On my journing towards grasping lazy IO in Haskell I tried the following:
main = do
chars <- getContents
consume chars
consume :: [Char] -> IO ()
consume [] = return ()
consume ('x':_) = consume []
consume (c : rest) = do
putChar c
consume rest
which just echos all characters typed in stdin until I hit 'x'.
So, I naively thought it should be possible to reimplement getContents
using getChar
doing something along the following lines:
myGetContents :: IO [Char]
myGetContents = do
c <- getChar
-- And now?
return (c: ???)
Turns out it's not so simple since the ???
would require a function of type IO [Char] -> [Char]

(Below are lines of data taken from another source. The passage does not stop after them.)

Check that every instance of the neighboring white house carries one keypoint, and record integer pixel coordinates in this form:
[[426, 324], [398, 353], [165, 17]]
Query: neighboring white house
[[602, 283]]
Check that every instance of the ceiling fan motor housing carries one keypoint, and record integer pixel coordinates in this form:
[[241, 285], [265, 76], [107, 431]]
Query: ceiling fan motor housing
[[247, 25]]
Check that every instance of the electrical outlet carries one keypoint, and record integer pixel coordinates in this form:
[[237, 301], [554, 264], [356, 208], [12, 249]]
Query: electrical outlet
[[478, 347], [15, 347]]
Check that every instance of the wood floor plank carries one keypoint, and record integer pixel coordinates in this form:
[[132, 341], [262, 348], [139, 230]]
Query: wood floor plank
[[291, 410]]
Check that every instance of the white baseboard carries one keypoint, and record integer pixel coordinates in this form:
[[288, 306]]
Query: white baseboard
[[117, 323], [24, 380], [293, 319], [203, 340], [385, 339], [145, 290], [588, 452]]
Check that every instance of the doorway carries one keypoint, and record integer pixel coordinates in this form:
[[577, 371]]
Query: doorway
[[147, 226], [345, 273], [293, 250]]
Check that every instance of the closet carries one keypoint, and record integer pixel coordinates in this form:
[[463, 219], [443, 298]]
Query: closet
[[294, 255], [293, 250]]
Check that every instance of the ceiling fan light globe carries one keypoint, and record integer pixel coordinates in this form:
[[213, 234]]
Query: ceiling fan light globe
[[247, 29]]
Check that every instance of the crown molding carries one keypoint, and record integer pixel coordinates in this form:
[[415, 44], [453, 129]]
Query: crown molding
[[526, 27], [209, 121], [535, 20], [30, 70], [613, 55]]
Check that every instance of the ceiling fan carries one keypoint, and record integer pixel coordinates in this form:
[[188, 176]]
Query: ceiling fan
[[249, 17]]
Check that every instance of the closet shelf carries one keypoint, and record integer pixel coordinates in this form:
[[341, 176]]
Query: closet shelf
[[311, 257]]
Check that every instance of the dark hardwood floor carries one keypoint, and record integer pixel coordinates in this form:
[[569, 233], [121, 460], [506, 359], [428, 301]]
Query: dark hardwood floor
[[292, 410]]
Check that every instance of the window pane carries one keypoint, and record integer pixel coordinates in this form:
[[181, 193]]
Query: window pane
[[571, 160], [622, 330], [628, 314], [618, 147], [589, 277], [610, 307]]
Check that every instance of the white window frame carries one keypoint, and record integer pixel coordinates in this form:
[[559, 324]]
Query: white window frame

which would - I think - break the whole idea of the IO monad.
Checking the implementation of getContents
(or rather hGetContents
) reveals a whole sausage factory of dirty IO stuff. Is my assumption correct that myGetContents
cannot be implemented without using dirty, ie monad-breaking, code?
You need a new primitive unsafeInterleaveIO :: IO a -> IO a
that delays the execution of its argument action until the result of that action would be evaluated. Then
myGetContents :: IO [Char]
myGetContents = do
c <- getChar
rest <- unsafeInterleaveIO myGetContents
return (c : rest)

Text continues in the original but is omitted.